Il fallut faire plusieurs magasins avant que je ne trouve mon bonheur. La patience de mon accompagnatrice fut une fois de plus mise à rude épreuve. Elle parvint malgré tout à mettre de côté son exaspération pour m’aider à choisir ce dont j’avais besoin et me donna même plusieurs bons conseils. Toutefois, la scène que Sacha et moi lui avions jouée le jour d’avant avait confirmé ses craintes et elle ne se priva pas de m’interroger sur nos désaccords :
- Vous aviez un problème, hier ?
- Tout est rentré dans l'ordre.
Je n'en étais pas bien sûr, mais je me voulais rassurant.

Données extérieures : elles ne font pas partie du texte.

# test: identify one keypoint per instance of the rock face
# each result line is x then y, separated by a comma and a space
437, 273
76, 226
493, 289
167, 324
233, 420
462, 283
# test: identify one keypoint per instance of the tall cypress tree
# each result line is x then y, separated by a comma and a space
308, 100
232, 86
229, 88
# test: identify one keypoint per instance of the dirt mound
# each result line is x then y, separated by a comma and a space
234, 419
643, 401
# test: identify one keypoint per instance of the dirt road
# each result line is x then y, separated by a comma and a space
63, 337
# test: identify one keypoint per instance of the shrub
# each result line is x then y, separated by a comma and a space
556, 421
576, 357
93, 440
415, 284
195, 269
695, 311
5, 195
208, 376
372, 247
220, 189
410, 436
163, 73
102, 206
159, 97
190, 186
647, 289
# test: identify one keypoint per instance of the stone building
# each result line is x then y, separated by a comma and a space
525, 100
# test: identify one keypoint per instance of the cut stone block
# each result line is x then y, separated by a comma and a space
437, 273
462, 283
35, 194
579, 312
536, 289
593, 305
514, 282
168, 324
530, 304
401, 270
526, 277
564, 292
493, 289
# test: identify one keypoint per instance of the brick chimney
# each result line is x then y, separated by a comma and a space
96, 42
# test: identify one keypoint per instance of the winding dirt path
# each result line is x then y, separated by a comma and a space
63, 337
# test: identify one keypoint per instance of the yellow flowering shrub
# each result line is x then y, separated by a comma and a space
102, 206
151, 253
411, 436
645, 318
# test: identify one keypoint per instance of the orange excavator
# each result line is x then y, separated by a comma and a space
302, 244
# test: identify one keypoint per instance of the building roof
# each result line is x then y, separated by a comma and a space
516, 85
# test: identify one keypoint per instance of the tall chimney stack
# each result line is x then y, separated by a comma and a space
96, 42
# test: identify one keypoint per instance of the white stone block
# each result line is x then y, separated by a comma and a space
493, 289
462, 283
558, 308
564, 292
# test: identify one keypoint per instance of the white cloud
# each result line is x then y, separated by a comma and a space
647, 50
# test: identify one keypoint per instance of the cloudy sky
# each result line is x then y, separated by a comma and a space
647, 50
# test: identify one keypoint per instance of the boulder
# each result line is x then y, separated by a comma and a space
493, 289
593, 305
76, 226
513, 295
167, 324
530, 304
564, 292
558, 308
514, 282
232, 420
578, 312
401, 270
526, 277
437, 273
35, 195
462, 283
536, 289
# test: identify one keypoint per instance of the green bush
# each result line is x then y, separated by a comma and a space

- Vraiment ? insista la jeune femme. Le cheval, ça n’avait pas l’air d’être dans ses plans.
Je poussai un soupir et m’efforçai de tempérer :
- C'est juste qu'il ne s'y attendait pas.
- Tu as eu toute la semaine pour lui en parler ! Pourquoi tu n’as pas…
- De toute façon, c’est moi le propriétaire, la coupai-je en plantant mon regard dans le sien.
Loin de se laisser impressionner, Eva revint à la charge :
- Il n'empêche que tu veux l'impliquer dans cette affaire. Avec tout ce que ça va entraîner.
Pour ne pas répondre, je fis mine de comparer deux étiquettes. La jeune femme intervint d’une voix lasse, l’air de se dire qu’il ne lui restait plus qu’à limiter les dégâts :
- Prends pas ça. C’est pas assez solide.
- Tu crois ?
- Oui, j'en ai eu une comme celle-là et elle n'a pas tenu longtemps.
Comme la discussion s'était reportée sur les articles que nous examinions, je pensais qu'elle ne se mêlerait pas davantage de nos affaires et je fus pris au dépourvu lorsqu’elle demanda :
- Sacha… C’est ton petit ami ?
À cette idée, une vague de chaleur s'épanouit dans mon ventre, la même que celle qui se diffusait par exemple quand je me disais que je lui avais pris sa virginité et qu'il avait pris la mienne. Je répondis après avoir lentement dégluti :
- Pas vraiment. Disons plutôt mon « colocataire ».
Je me raclai la gorge en réalisant l’ambiguïté de mes mots. Eva ne chercha pas à creuser la question, mais rétorqua sournoisement :
- Eh bien, j’ai le pressentiment qu’il ne va pas rester ton colocataire très longtemps.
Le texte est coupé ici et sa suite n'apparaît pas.